The Russos revealed in April that Chris Pratt would reprise his role of Peter Quill / Star-Lord, one of the Guardians of the Galaxy, in Infinity War,[40] and that Wanda Maximoff / Scarlet Witch would appear as well,[41] while Markus revealed that they were "in the middle" of piecing together the film. The Russos and Markus and McFeely also revealed that they were "talking to the directors and writers of the other Phase Three movies on an almost weekly basis" in order to ensure "everything lines up right."[6] Additionally, Anthony talked about the films being told from multiple perspectives, saying, "You’re going to be moving around through different perspectives of the characters. It’s like Nashville for super heroes. It’s storytelling that is vignetted storytelling. It’s to composite all of them under one story—everybody." The Russos also teased the inclusion of Stephen Strange / Doctor Strange and Carol Danvers / Captain Marvel in the films,[42] though Feige indicated that Danvers was slated to be introduced in her own film, which is scheduled to be released in between the two parts of Infinity War.[43] Markus also talked about how he and McFeely were handling Thanos, a character that the audiences knows is the threat of the films, yet until these films, had little scenes and screen time to divulge his history and motivations. He said, "We don’t get an element of surprise [with his introduction]... You can count on a lot of scenes where we illuminate a lot about him very early [in the first film],"[44] with McFeely adding, "It is incumbent upon us to give him a real story, real stakes, real personality, and a real point of view."[45] Also in April, Samuel L. Jackson believed he would reprise his role as Nick Fury in both parts of Infinity War,[46] and Jon Favreau confirmed he would once again serve as executive producer on the films, having done so on the previous Avengers films after directing the first two Iron Man films.[47]

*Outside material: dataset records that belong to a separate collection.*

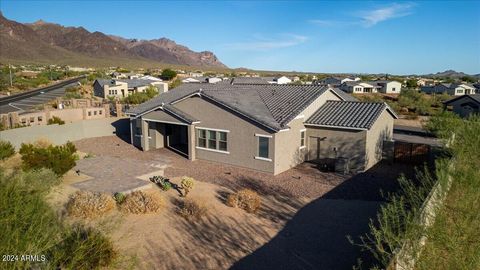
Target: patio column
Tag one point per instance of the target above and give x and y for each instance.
(144, 138)
(191, 142)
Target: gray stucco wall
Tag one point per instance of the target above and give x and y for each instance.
(60, 134)
(287, 143)
(345, 143)
(242, 142)
(381, 130)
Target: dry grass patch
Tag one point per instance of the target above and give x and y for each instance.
(246, 199)
(192, 209)
(89, 204)
(140, 202)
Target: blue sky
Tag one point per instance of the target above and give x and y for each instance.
(359, 36)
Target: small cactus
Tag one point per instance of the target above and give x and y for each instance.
(187, 185)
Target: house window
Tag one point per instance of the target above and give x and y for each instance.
(202, 138)
(212, 139)
(302, 138)
(263, 147)
(222, 141)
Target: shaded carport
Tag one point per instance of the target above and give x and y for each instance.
(165, 129)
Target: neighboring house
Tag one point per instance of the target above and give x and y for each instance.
(213, 80)
(269, 128)
(358, 87)
(388, 87)
(337, 81)
(282, 80)
(464, 105)
(123, 88)
(190, 80)
(454, 89)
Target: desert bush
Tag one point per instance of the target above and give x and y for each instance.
(42, 143)
(84, 248)
(192, 209)
(187, 184)
(119, 197)
(89, 204)
(59, 159)
(30, 226)
(139, 202)
(6, 150)
(55, 120)
(246, 199)
(162, 182)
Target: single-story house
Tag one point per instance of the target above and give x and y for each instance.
(282, 80)
(337, 81)
(122, 88)
(269, 128)
(388, 87)
(359, 87)
(454, 89)
(464, 105)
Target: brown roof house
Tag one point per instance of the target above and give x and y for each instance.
(269, 128)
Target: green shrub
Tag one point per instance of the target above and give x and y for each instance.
(55, 120)
(60, 159)
(6, 150)
(29, 226)
(84, 248)
(187, 185)
(119, 197)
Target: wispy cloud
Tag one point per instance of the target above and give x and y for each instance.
(369, 18)
(372, 17)
(260, 43)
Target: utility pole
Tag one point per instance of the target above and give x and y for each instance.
(10, 71)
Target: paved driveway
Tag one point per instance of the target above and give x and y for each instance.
(114, 174)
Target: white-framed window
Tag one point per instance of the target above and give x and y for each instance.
(263, 145)
(302, 138)
(212, 139)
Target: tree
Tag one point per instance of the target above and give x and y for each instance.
(168, 74)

In early May, the Russos revealed that they would be retitling the two films, to further remove the misconception that the films were one large film split in two, with Joe stating, "The intention is we will change [the titles], we just haven’t come up with [them] yet."[48] Markus also teased the inclusion of additional Guardians in the films.[49] The next month, Alan Silvestri, who composed the score for The Avengers, was revealed to be returning to score both Infinity War films.[50] By late July, Marvel announced that Part 1 would simply be known as Avengers: Infinity War, while Part 2 was referred to as Untitled Avengers film until a title was chosen.[51] Anthony Russo stated that the title of the second film would not be revealed "for quite some time."[52] Pratt was confirmed to be appearing in both films, and Elizabeth Olsen was confirmed to be reprising the role of Maximoff in both films as well.[53] Markus and McFeely also provided an update on the writing of the films that month, saying they were working on the third draft of Infinity War and the second for its sequel, with Markus stating, much like how they would be filmed, "On any given day, you’re only working on one but that doesn’t mean that next week, you aren’t working on the other one."[54]

In August, Sebastian Stan was revealed to be reprising his role as Bucky Barnes / Winter Soldier in Infinity War,[55] while Vin Diesel, who voices Groot in the Guardians of the Galaxy films, confirmed that, in addition to Quill, the other Guardians of the Galaxy would appear.[56] The Russos also stated they hoped to have another actor from the TV series Community, where the Russos directed episodes, make a cameo appearance, after Danny Pudi and Jim Rash appeared in The Winter Soldier and Civil War, respectively.[57] At the end of September, Benedict Cumberbatch confirmed that he would reprise the role of Strange in Infinity War, and that Paul Bettany would appear in Infinity War as Vision, while Feige confirmed that Cumberbatch would return for the sequel as well.[58][59] Jackson confirmed he would appear in both films as Fury.[60] In October, Evangeline Lilly, who portrayed Hope van Dyne in Ant-Man, said that her character would not appear in Infinity War, but would appear in its sequel instead, in order to preserve her debut as the Wasp in Ant-Man and the Wasp.[61] Feige announced that filming would begin in January 2017,[62] and Tom Holland, who portrays Spider-Man in the MCU, said the possibility of him appearing in the films was "all up in the air", but that "some sort of deal is in the mix," since Sony Pictures Entertainment still holds the rights to the character.[63] Additionally, Cobie Smulders and Benedict Wong revealed they would reprise their roles as Maria Hill and Wong, respectively, from previous MCU films in Infinity War,[64][65] and Renner was confirmed for both films.[66]

While promoting Doctor Strange, director Scott Derrickson explained that he is "kept in the loop" on how the Avengers films will use Strange because of his close relationships with Feige and Joe Russo, and stated that he had discussed the plot of both Avengers films with Joe "outside the men’s room at Marvel", and had given notes on them, saying, "this is why this is great, this is so the way to do this... [and] no, this is why that’ll never work..."[67]


Principal photography for both films is scheduled to begin in January 2017, lasting until October/November 2017, at Pinewood Atlanta Studios in Fayette County, Georgia,[62][68] with Trent Opaloch serving as director of photography.[34] Infinity War will film under the working title Mary Lou.[69] Additional filming will also take place in locations around the world.[34] The films will be shot concurrently, with the Russos stating "some days we'll be shooting the first movie and some days we'll be shooting the second movie. Just jumping back and forth."[34] Regarding the decision to shoot both films this way, Anthony Russo said it made more sense financially and logistically due to the large number of cast members, even though each part is its own distinct film.[70]

The Russo brothers announced that both films would be shot using IMAX/Arri 2D digital cameras, thus marking the first time that a feature film will be shot entirely using IMAX cameras and its exclusive aspect ratio. The films will be captured on the Arri Alexa 65 with IMAX then digitally processing the footage.[71] Opaloch noted that the production would use 12 of the Alexa 65 cameras, and that Arri was working on lenses with additional focal lengths for the camera, with the hope they would be available by the start of filming since the production would "need all the accessories and lenses" since it was "such a behemoth of a project."[72]